Assertion criteria Genetic Evidence (0-12 points) Experimental Evidence
(0-6 points)
Total Points
(0-18)
Replication Over Time (Y/N)
Description Case-level, family segregation, or case-control data that support the gene-disease association Gene-level experimental evidence that support the gene-disease association Sum of Genetic & Experimental
Evidence
> 2 pubs w/ convincing evidence over time (>3 yrs)

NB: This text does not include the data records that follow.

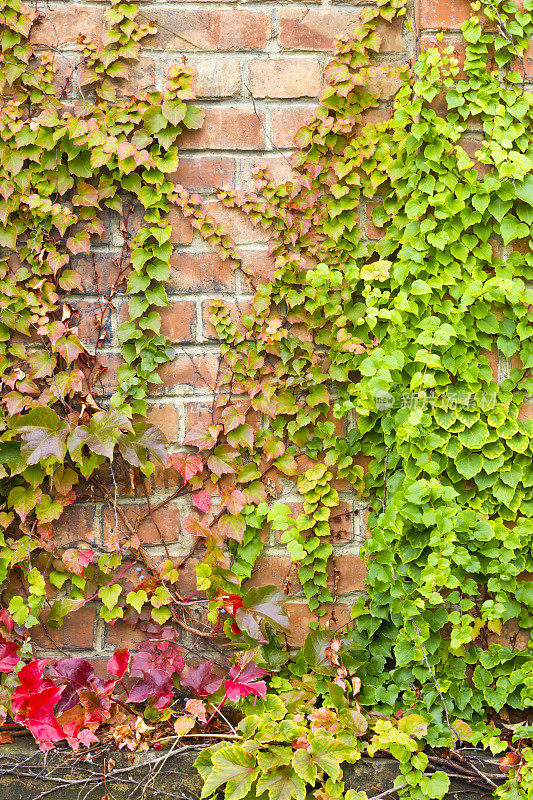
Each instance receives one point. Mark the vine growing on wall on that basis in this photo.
(397, 338)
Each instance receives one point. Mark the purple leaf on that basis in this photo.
(201, 679)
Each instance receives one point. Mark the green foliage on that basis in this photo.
(398, 337)
(61, 166)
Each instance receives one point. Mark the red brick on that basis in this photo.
(198, 412)
(76, 523)
(216, 77)
(107, 381)
(88, 320)
(512, 635)
(259, 267)
(384, 86)
(278, 166)
(352, 571)
(200, 272)
(98, 271)
(236, 309)
(165, 416)
(273, 570)
(227, 129)
(300, 619)
(371, 230)
(205, 173)
(287, 121)
(237, 224)
(216, 29)
(182, 231)
(64, 24)
(189, 371)
(285, 77)
(447, 15)
(374, 116)
(120, 634)
(76, 633)
(167, 519)
(317, 29)
(341, 522)
(178, 321)
(141, 77)
(104, 216)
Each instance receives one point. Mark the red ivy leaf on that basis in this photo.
(241, 683)
(118, 663)
(33, 702)
(202, 501)
(187, 465)
(195, 527)
(201, 679)
(155, 684)
(76, 560)
(9, 657)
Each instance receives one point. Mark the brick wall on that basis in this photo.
(259, 72)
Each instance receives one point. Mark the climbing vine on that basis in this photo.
(418, 342)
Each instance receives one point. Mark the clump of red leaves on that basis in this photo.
(64, 700)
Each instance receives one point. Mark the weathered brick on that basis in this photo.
(63, 24)
(384, 86)
(259, 266)
(214, 29)
(237, 224)
(92, 320)
(216, 77)
(162, 526)
(205, 173)
(317, 29)
(166, 417)
(279, 167)
(198, 412)
(300, 619)
(182, 230)
(285, 77)
(76, 633)
(341, 522)
(352, 573)
(107, 380)
(236, 309)
(97, 270)
(511, 635)
(76, 523)
(178, 321)
(141, 77)
(189, 371)
(287, 121)
(200, 272)
(120, 634)
(227, 129)
(471, 147)
(447, 15)
(274, 570)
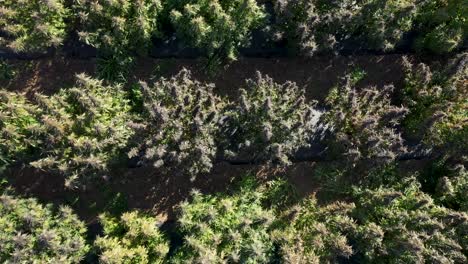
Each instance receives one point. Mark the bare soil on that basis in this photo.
(144, 188)
(317, 75)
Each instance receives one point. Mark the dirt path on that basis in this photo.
(145, 188)
(318, 74)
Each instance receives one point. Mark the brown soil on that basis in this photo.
(317, 75)
(145, 188)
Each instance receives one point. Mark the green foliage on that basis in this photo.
(132, 238)
(364, 124)
(313, 234)
(452, 188)
(231, 228)
(319, 25)
(442, 25)
(86, 129)
(402, 224)
(323, 25)
(32, 25)
(119, 30)
(180, 125)
(7, 71)
(19, 127)
(114, 68)
(269, 123)
(118, 27)
(33, 233)
(219, 27)
(438, 104)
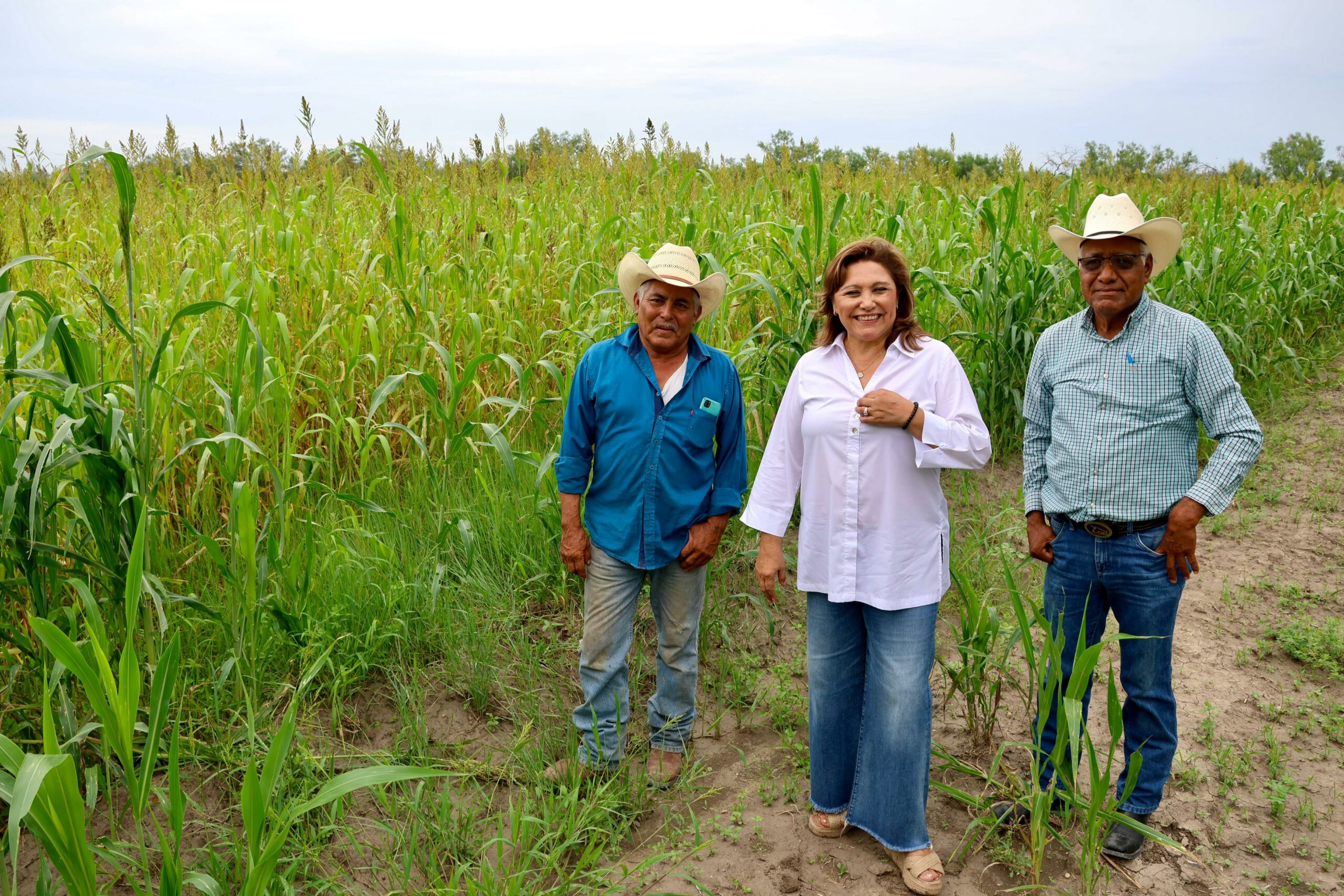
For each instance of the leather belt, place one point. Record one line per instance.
(1109, 529)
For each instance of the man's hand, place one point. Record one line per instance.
(771, 566)
(704, 542)
(1040, 535)
(575, 549)
(1179, 541)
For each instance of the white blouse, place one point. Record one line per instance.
(874, 520)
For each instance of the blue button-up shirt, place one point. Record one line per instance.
(656, 468)
(1112, 426)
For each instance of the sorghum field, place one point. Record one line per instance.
(280, 598)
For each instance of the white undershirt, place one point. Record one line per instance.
(675, 382)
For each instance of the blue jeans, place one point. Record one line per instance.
(1126, 577)
(870, 716)
(611, 597)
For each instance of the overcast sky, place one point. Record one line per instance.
(1220, 78)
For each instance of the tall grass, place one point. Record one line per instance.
(310, 442)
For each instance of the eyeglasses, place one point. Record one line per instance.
(1095, 263)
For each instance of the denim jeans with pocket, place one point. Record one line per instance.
(870, 716)
(611, 597)
(1122, 575)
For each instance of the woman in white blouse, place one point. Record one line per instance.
(869, 419)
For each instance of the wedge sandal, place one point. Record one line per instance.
(915, 866)
(835, 825)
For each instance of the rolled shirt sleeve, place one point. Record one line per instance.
(1217, 398)
(1037, 409)
(730, 458)
(956, 437)
(776, 487)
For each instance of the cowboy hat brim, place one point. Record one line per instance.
(635, 272)
(1160, 236)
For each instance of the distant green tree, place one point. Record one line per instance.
(1135, 159)
(917, 155)
(1246, 172)
(970, 163)
(803, 151)
(1295, 157)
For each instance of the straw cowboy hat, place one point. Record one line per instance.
(675, 265)
(1110, 217)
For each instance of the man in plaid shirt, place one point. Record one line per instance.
(1112, 484)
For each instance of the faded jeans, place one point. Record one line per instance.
(1122, 575)
(611, 597)
(870, 716)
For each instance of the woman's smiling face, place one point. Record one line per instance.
(866, 304)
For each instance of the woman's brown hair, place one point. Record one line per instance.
(870, 250)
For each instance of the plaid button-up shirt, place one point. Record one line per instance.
(1112, 426)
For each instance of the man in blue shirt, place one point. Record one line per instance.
(655, 441)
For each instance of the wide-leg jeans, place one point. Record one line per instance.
(611, 597)
(1122, 575)
(870, 716)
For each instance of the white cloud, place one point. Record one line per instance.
(1220, 78)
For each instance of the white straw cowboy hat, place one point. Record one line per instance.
(676, 265)
(1110, 217)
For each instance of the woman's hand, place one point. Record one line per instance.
(885, 409)
(771, 566)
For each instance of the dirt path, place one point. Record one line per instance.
(1260, 773)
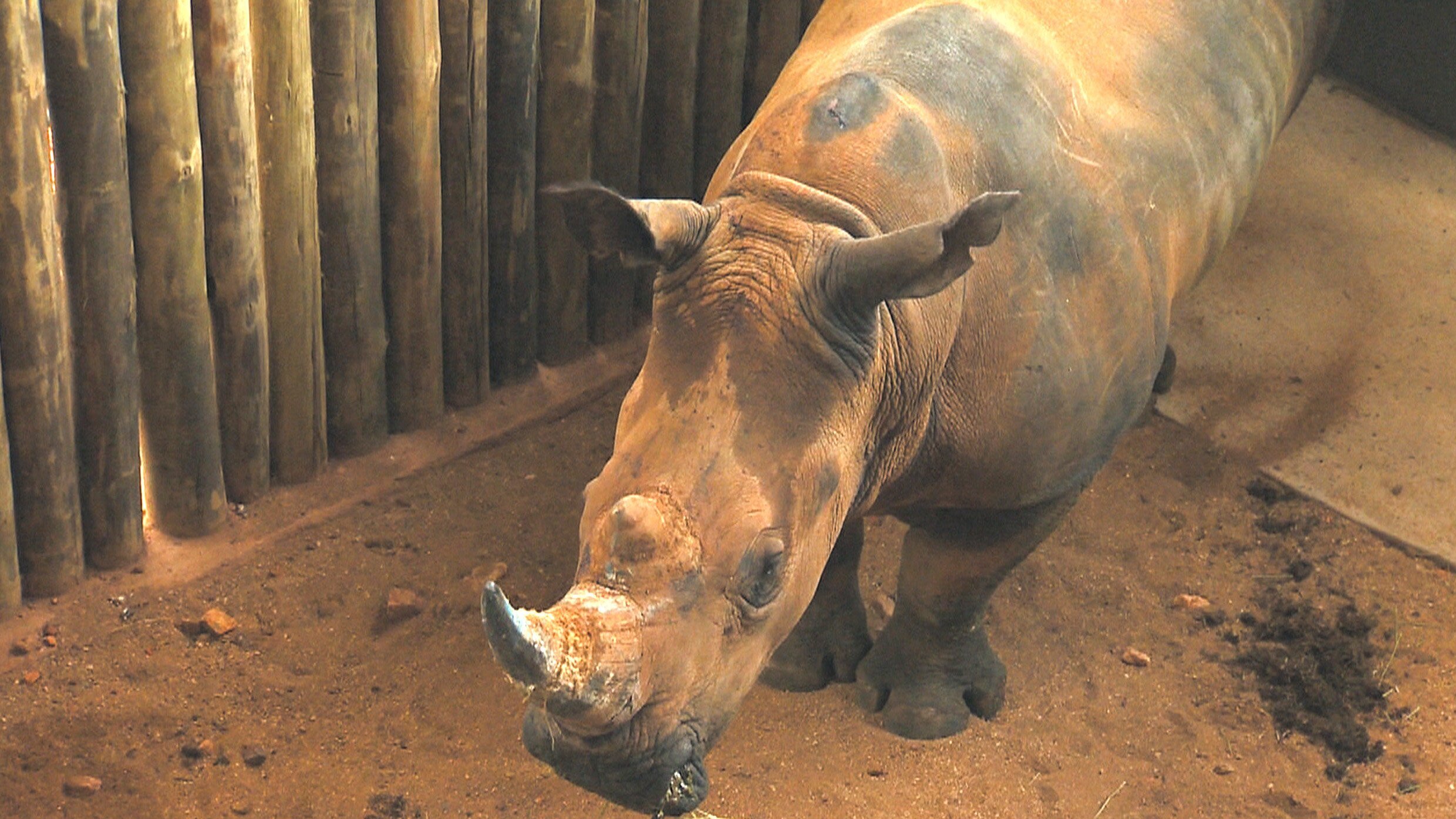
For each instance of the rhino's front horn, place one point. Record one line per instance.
(583, 655)
(516, 642)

Assigned Points 10 6 16 YES
CALCULATED CLASSIFICATION LIMITED 1-6
MODERATE 7-11
STRONG 12-18
DEFINITIVE 12-18 AND replication over time
Valid contradictory evidence (Y/N)*
NO
CALCULATED CLASSIFICATION (DATE)
Definitive
05/14/2020
EXPERT CURATION (DATE)
Definitive
05/14/2020
EVIDENCE SUMMARY
FANCE is one of the 23 FA or FA-like genes known to cause autosomal recessive Fanconi anemia (FA) characterized by bone marrow failure, developmental abnormalities, cancer predisposition, and cellular hypersensitivity to DNA cross-linking agents such as mitomycin C. The first patients with FA complementation group E were reported in 1996 (PMID: 9147877, 7662964). Five homozygous variants in the FANCE gene were observed in individuals with FA complementation group E, and three of these variants were reported to segregate with disease in three small families, suggesting homozygous loss of function is the mechanism of tumorigenesis for this disorder (PMID: 11001585, 17924555). This gene-disease relationship is further supported by rescue cell culture model, protein interaction and functional alteration studies. In summary, FANCE is definitively associated with FA complementation group E. This has been repeatedly demonstrated in both the research and clinical diagnostic settings and has been upheld over time.